Je détermine mes toiles en fonction d’un principe qui m’avait plu pendant mes études. Je m’entraîne à peindre des natures mortes, des portraits, des paysages, etc., puis, parmi toutes ces possibilités, je choisis à un moment donné celle qui m’intéresse le plus. Par exemple, si je m’arrête sur le thème du sport, je vais décider de le traiter via un portrait, une abstraction ou mille autres façons…
En quoi consistera votre exposition à la galerie Karma, à New York ?
Elle réunira des dessins réalisés au fil des vingt dernières années. Il y aura au moins un dessin par année, et ils seront présentés dans l’ordre chronologique, en quatre grands groupes.
Donnez-vous des titres à vos œuvres ? Si oui, de quoi s’inspirent-ils ?
Je donne un titre à la plupart de mes œuvres, et, en général, il est plutôt descriptif, même s’il arrive que certains d’entre eux évoquent plutôt un sentiment.

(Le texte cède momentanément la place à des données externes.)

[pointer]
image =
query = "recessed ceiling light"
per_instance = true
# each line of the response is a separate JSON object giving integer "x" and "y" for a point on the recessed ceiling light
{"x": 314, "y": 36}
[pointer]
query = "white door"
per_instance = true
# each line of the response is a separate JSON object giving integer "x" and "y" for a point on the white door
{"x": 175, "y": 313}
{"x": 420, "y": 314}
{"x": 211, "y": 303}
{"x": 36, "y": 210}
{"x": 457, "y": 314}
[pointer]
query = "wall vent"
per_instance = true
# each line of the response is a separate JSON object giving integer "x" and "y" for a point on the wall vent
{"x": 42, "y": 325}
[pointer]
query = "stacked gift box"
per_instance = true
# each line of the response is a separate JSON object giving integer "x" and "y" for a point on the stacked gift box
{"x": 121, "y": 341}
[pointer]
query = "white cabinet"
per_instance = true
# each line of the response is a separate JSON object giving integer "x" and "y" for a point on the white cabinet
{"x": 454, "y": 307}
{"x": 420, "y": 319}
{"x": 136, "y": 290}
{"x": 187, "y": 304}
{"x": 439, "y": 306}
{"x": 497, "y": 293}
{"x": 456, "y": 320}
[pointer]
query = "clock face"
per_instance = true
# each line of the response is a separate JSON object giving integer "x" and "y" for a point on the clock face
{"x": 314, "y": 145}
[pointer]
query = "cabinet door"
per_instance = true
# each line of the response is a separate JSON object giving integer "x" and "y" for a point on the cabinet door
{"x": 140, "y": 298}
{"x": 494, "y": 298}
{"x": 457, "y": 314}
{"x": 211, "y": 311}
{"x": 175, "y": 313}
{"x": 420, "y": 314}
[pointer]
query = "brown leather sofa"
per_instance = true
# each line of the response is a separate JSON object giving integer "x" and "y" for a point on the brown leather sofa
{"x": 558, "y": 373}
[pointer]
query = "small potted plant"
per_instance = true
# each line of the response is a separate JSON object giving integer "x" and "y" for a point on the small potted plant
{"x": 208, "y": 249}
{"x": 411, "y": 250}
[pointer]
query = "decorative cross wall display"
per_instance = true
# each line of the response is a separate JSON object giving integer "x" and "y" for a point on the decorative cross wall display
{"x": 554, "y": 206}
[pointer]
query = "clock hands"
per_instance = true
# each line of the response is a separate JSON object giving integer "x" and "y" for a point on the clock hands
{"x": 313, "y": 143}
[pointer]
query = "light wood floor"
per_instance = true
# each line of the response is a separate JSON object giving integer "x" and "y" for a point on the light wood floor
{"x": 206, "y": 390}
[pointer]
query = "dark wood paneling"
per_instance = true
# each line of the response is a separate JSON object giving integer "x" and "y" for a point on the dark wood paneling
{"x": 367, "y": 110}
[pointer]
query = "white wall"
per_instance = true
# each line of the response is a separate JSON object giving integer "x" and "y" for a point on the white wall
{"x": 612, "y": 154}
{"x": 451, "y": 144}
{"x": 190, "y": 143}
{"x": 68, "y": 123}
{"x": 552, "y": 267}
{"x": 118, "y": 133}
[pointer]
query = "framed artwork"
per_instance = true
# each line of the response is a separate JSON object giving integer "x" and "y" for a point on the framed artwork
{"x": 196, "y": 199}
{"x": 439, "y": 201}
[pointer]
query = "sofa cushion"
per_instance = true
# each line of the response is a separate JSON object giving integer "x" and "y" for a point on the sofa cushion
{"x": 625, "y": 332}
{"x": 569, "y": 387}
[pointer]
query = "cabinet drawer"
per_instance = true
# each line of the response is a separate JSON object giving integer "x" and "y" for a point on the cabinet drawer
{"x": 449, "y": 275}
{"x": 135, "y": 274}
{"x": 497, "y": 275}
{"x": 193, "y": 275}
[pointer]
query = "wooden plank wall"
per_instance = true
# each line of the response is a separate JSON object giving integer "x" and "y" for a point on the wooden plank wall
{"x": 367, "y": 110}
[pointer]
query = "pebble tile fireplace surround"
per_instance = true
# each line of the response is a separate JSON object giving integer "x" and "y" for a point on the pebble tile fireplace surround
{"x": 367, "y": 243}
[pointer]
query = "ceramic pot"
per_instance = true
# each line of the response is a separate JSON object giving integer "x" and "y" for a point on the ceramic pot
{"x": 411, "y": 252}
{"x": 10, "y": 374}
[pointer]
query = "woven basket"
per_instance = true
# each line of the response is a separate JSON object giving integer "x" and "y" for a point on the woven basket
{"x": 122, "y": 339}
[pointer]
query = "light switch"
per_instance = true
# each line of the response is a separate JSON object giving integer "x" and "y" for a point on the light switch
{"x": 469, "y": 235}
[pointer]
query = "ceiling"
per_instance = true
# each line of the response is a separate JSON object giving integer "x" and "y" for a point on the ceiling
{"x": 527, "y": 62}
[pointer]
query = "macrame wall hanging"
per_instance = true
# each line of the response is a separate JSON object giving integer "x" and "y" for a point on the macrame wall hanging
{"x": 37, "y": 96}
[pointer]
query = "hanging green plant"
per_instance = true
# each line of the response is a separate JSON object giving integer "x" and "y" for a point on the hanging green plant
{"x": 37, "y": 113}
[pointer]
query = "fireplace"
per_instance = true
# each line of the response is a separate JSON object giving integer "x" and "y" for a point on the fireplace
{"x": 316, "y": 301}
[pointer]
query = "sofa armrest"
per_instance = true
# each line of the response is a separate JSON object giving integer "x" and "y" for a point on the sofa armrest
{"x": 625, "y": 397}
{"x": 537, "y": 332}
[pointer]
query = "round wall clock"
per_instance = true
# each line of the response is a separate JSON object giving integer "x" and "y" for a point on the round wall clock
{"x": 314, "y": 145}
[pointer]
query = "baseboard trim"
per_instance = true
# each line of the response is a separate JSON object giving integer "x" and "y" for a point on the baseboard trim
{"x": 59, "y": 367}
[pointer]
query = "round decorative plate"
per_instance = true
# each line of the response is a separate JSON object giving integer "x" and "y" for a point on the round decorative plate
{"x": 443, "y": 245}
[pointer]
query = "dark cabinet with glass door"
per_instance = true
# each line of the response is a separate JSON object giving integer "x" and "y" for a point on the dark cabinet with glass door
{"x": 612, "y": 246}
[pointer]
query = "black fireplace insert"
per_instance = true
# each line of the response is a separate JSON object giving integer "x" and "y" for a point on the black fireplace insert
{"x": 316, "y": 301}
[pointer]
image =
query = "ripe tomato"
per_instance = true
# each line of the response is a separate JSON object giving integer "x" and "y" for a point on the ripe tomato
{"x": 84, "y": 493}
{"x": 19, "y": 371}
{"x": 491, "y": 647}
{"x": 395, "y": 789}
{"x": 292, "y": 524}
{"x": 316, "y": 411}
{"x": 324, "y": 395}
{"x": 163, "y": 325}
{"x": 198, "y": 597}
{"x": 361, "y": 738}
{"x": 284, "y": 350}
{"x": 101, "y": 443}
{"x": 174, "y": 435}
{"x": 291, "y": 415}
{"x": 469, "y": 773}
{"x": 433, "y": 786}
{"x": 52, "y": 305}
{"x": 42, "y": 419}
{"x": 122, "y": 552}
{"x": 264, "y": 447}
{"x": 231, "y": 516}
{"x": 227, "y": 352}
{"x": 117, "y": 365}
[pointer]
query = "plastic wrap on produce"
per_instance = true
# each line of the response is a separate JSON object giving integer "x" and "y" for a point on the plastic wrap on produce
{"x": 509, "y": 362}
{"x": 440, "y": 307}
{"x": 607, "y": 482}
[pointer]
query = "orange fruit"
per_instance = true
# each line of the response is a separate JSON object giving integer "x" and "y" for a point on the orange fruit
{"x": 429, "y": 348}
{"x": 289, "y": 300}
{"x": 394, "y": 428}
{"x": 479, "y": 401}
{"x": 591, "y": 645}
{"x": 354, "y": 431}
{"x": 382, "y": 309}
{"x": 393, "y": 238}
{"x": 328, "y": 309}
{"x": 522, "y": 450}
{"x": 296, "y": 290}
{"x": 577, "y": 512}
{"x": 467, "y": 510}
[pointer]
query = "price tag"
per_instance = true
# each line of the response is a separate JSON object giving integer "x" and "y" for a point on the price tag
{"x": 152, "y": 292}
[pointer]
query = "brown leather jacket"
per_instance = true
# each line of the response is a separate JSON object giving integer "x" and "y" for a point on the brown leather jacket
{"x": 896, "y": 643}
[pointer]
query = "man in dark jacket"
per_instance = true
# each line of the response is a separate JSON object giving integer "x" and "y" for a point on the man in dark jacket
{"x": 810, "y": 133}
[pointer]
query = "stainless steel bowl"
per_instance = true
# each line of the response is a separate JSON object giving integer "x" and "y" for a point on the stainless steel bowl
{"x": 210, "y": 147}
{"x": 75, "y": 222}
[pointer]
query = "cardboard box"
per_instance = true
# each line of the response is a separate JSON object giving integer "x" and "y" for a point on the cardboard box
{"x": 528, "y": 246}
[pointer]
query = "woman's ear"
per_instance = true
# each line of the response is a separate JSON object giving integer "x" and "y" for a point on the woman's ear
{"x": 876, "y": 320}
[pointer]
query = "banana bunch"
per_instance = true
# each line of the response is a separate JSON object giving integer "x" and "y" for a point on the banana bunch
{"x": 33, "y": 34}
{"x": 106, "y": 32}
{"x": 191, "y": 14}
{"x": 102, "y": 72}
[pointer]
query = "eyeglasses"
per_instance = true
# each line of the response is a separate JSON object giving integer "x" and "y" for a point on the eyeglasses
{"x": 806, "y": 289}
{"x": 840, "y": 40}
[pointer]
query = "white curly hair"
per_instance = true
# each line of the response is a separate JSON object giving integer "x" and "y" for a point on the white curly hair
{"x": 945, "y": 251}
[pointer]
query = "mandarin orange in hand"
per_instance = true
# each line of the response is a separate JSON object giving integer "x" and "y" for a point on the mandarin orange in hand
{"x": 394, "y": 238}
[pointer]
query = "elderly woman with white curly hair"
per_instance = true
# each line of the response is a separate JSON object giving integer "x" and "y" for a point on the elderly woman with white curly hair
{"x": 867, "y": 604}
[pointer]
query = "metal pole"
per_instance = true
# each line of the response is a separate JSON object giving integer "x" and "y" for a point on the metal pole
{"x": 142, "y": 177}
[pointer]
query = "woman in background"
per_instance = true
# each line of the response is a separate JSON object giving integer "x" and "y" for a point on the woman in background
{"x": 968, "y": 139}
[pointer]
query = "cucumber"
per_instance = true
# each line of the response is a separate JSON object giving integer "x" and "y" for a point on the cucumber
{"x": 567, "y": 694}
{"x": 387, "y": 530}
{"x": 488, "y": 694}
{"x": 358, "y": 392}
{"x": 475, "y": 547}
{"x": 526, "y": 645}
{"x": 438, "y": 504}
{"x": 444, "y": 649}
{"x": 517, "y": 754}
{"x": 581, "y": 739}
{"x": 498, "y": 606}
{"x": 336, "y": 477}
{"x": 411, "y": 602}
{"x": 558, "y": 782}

Êtes-vous attentif à la scénographie de vos expositions ?
Je suis très attentif à la façon dont sont présentées mes œuvres. Je fais des maquettes à l’échelle de l’espace d’exposition, et parfois j’anticipe sur la sélection des commissaires, pour voir comment les œuvres fonctionnent entre elles. L’architecture et la scénographie sont essentielles à mes yeux. Pour l’exposition de dessins chez Karma, l’accrochage se fera dans une ambiance un peu “salon”, avec une centaine de dessins réunis sur les quatre murs. À la villa Malaparte, je présenterai entre dix et douze dessins, mais nettement plus dispersés, dans une grande pièce.
Jonas Wood, “Drawings 2003-2023”, jusqu’au 18 août 2023 à la galerie Karma, New York.
Jonas Wood est représenté par les galeries Karma, Gagosian, et David Kordansky.
Votre compagne, Shio Kusaka, est une merveilleuse céramiste. Vos collaborations sont-elles fréquentes ?
Nous collaborons sur de nombreux sujets, mais pas directement pour produire des œuvres. Nous travaillons ensemble sur notre cellule familiale, sur notre patrimoine immobilier. Cela dit, je crois que dans notre travail artistique il y a aussi une forme de pollinisation croisée. Nous nous emparons l’un de l’autre.
“Je conçois le dessin comme un médiateur vers la peinture.”
Vous utilisez le dessin comme recherche préalable à la peinture, mais aussi, parfois, en tant que moyen d’expression autonome. Pour vous, comment s’articule la relation entre le dessin et la peinture ?
Mon master d’arts plastiques était centré à la fois sur la peinture et sur le dessin. À la fin de mes études, j’ai continué à peindre et à dessiner, Ensuite, j’ai travaillé pour Laura Owens, qui faisait de nombreuses études préparatoires avant de peindre ses toiles. Là, j’ai vraiment compris comment un dessin peut servir à peindre, et fonctionner comme le plan ou l’esquisse d’une idée. Mes dessins sont parfois très élaborés. Je dis “dessins”, mais ce sont plutôt des œuvres sur papier associant souvent gouache, encre et crayon de couleur, avec parfois des collages. Je conçois le dessin comme un médiateur vers la peinture. Toutefois, je le considère aussi, tout comme la gravure d’ailleurs, comme une pratique artistique en soi, pour produire des images indépendantes qui ne sont pas en lien avec des œuvres picturales.